Também admito que sou torcedor e que, como tal, consumidor de produtos e notícias relacionadas ao mundo do futebol, em especial àquelas ligadas ao meu clube de coração e ao escrete canarinho, tendo inclusive já produzido textos sobre o assunto para blogs e wikis. Mas, em momento algum, ainda que quanto ao futebol por vezes nos exaltemos ou entremos em acaloradas discussões, em rodas de amigos, penso que tal temática podem nos tirar o foco das questões políticas, econômicas, sociais, culturais ou ambientais que realmente merecem nossa total atenção.
Mas o que é o futebol, enquanto extensão daquilo que nos é vendido através dos esportes e da cultura de massa, senão a versão contemporânea da política do “pão e circo” do Império Romano, situado historicamente na Idade Antiga (séculos V a.C. a V d.C.)?
Daí a associação com a já clássica obra do marxista Basbaum, a referida “Alienação e Humanismo”. Alienados estamos ou somos? E o que representa estar ou ser alienado?
De acordo com o Dicionário Aurélio, o vocábulo “Alienação” tem, entre outros sentidos não relacionados ao foco do presente texto, os seguintes significados:
1. Ato ou efeito de alienar (-se).
2. Falta de Consciência dos problemas políticos e sociais.
Neste caso, vale atentar tanto para a primeira quanto para a segunda definição, já que ambas, de alguma forma, contribuem para uma melhor compreensão daquilo que estamos vivendo. Ao definir, primeiramente, que a Alienação consiste no “ato ou efeito de alienar (-se)”, percebemos que tal ação, a princípio, se estabelece a partir do próprio indivíduo, não cabendo tal responsabilidade a terceiros, ao menos não diretamente, como discutiremos a seguir... A questão, nesta definição inicial, é saber se a alienação é consciente ou inconsciente e daí, neste sentido, cabe a percepção da participação de terceiros no processo de alienação...

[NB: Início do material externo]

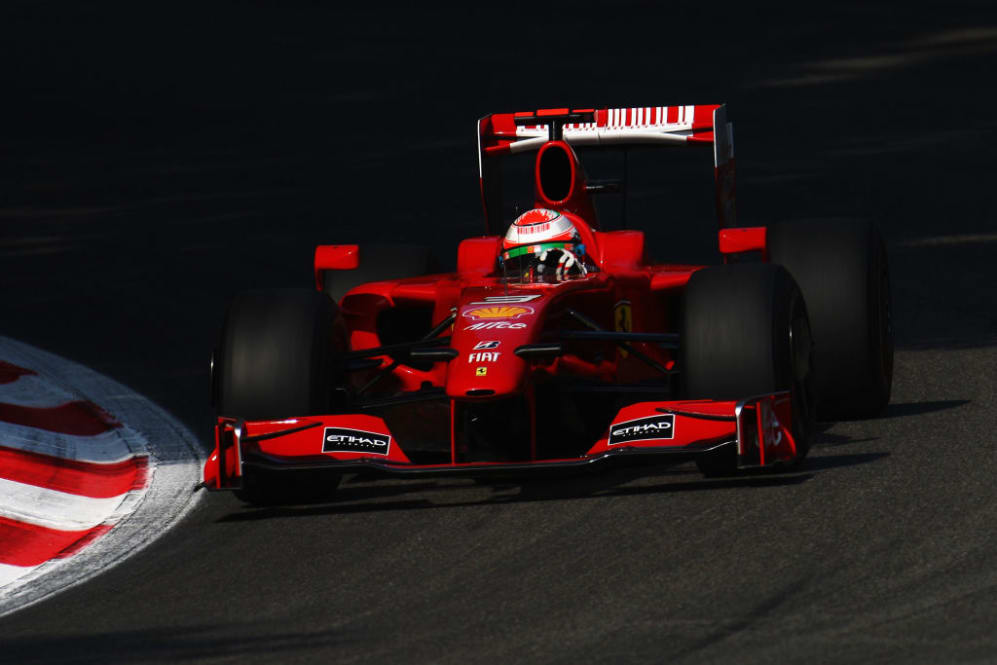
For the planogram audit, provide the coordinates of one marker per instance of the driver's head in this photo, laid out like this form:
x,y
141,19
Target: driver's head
x,y
542,245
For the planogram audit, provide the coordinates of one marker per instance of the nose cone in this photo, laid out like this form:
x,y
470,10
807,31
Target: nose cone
x,y
486,334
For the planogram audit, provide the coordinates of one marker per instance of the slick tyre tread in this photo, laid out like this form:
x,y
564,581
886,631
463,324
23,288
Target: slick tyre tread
x,y
842,269
737,342
279,357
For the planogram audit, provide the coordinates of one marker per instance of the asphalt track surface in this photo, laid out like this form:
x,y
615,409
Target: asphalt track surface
x,y
156,161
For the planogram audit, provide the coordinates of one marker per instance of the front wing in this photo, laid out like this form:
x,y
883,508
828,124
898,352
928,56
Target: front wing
x,y
760,428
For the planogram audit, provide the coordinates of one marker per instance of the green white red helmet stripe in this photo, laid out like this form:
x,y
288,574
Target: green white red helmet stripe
x,y
537,226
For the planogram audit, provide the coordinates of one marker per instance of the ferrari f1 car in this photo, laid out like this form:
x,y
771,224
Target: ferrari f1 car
x,y
555,344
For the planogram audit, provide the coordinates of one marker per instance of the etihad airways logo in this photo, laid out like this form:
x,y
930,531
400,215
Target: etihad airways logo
x,y
643,429
341,440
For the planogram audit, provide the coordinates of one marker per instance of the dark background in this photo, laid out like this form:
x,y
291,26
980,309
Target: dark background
x,y
157,159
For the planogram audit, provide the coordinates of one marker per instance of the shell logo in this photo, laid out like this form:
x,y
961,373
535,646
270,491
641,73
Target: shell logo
x,y
492,312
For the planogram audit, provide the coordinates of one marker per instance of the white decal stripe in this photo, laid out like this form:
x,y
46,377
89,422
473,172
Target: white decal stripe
x,y
53,509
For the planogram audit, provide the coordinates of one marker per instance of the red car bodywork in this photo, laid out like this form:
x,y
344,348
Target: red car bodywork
x,y
504,344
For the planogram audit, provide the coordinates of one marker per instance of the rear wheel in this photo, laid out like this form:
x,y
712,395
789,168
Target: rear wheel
x,y
841,267
745,332
280,357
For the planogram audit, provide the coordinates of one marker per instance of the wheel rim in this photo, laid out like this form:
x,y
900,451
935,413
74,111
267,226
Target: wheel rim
x,y
802,383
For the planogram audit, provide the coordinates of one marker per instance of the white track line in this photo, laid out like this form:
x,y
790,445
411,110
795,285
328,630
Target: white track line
x,y
117,445
9,573
52,509
174,469
31,390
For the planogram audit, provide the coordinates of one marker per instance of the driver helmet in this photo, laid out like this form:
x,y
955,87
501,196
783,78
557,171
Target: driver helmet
x,y
542,245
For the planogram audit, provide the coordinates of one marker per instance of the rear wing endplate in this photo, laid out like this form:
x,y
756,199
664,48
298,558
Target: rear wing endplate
x,y
501,134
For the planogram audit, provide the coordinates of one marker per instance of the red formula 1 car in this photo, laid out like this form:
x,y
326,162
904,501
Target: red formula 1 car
x,y
555,344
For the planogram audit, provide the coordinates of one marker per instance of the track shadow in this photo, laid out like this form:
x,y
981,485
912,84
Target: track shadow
x,y
171,645
825,462
576,487
917,408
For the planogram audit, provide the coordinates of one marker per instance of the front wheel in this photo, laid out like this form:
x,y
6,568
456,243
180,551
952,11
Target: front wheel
x,y
280,357
745,332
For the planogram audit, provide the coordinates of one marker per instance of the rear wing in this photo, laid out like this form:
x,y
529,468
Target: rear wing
x,y
501,134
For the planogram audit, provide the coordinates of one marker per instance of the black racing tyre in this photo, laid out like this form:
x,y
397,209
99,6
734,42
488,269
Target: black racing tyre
x,y
378,263
841,267
745,332
280,356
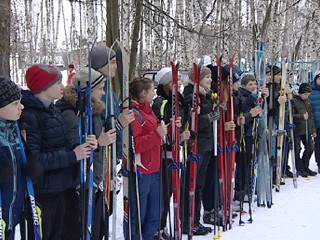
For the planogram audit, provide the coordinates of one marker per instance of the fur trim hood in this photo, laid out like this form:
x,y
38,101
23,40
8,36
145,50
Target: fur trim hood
x,y
70,95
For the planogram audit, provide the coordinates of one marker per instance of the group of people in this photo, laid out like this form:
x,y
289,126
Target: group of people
x,y
48,114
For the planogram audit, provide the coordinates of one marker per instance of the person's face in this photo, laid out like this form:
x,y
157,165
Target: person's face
x,y
236,86
98,92
148,95
54,92
113,68
268,77
304,96
277,78
11,111
206,82
251,86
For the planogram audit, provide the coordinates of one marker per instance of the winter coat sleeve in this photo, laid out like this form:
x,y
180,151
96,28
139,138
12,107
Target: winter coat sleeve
x,y
144,142
71,120
297,116
49,160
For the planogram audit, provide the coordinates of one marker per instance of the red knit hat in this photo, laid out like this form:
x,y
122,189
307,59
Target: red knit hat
x,y
40,77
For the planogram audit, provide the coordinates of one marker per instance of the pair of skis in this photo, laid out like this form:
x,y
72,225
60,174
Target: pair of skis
x,y
131,202
264,193
227,144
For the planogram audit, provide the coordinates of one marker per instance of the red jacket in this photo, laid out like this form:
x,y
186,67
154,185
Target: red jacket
x,y
147,141
71,75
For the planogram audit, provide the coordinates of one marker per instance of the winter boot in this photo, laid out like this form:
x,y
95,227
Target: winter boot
x,y
302,173
198,230
289,174
310,172
208,218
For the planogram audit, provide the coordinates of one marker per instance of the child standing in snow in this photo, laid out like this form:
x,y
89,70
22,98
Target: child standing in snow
x,y
12,178
147,143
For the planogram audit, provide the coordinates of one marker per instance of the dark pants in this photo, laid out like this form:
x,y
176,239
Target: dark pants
x,y
302,164
209,192
71,225
166,182
149,197
52,214
317,147
244,165
200,180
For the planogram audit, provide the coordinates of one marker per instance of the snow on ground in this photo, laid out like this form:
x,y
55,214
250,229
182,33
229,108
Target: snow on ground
x,y
295,215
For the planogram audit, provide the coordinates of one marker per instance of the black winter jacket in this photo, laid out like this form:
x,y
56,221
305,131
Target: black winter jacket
x,y
245,101
49,144
167,113
299,107
205,119
69,113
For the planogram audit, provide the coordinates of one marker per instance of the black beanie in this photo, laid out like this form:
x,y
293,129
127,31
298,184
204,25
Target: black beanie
x,y
9,92
305,88
275,70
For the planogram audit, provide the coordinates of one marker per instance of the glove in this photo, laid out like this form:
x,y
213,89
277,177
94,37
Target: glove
x,y
213,116
6,172
6,168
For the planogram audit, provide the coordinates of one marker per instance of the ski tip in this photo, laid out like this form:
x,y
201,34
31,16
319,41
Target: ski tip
x,y
217,236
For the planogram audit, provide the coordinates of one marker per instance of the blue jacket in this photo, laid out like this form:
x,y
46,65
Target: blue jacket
x,y
245,101
116,107
315,102
49,144
10,156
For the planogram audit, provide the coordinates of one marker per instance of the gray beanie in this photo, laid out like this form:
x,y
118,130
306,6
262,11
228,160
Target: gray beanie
x,y
101,56
82,77
204,71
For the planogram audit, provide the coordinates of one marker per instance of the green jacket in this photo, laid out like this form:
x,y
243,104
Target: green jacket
x,y
300,107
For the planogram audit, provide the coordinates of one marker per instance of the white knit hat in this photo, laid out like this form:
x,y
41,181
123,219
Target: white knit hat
x,y
164,76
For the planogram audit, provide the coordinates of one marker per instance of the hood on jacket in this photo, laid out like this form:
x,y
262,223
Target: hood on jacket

Quanto à segunda afirmação constante no Aurélio, aquela que destaca a “falta de consciência dos problemas políticos e sociais”, complementar ao primeiro racicínio, já que o explica, é que entra a afirmação do goleiro Rogério Ceni. Enquanto no Senado vemos as falcatruas e conchavos que permitem a continuidade de José Sarney, Renan Calheiros e Fernando Collor de Mello (entre tantos outros) no comando do legislativo nacional, torcedores da Portuguesa (assim como noutros tempos são paulinos, corintianos, palmeirenses, flamenguistas, santistas, vascaínos, atleticanos, gremistas...) invadem vestiários e ameaçam a integridade física de atletas e membros da comissão técnica...
E não paremos no Senado... A censura ao jornal “O Estado de São Paulo”, as questões relativas à saúde pública (como a epidemia de gripe suína), os problemas sérios constatados na educação nacional (como os resultados sucessivos que demonstram o fracasso em testes internacionais), o arquivamento das denúncias contra o ex-ministro Palocci, os rumos do petróleo abaixo da camada pré-sal (e todo o dinheiro relacionado a isto), os desvios de verbas em diferentes instâncias, as obras superfaturadas, as fortunas de políticos em paraísos fiscais... Quantas questões importantes estão sendo colocadas de lado para que, em seu lugar, os inconformados e (excessivamente) apaixonados torcedores se disponham a agredir os atletas e treinadores de seus times?
Neste caso, as palavras de Rogério Ceni se tornam ainda mais claras quando ele diz que "os brasileiros não se revoltam com coisas que acontecem com dinheiro do bolso deles” e, relacionamos tal raciocínio com o complemento de seus dizeres, ao afirmar que “se tivéssemos a mesma bravura para combater político corrupto, teríamos um país melhor.”
Ao encurtar o caminho entre introdução e finalização de pensamento, queremos mostrar que o goleiro pensou e articulou sua fala, enquanto homem público, esportista vencedor e pessoa que tem imagem positiva perante o público (independentemente de qualquer paixão clubística), relacionando aquilo que é realmente importante aos olhos de qualquer cidadão, ou seja, o estrago ou rombo que lhe é causado no bolso e a corrupção que existe no país...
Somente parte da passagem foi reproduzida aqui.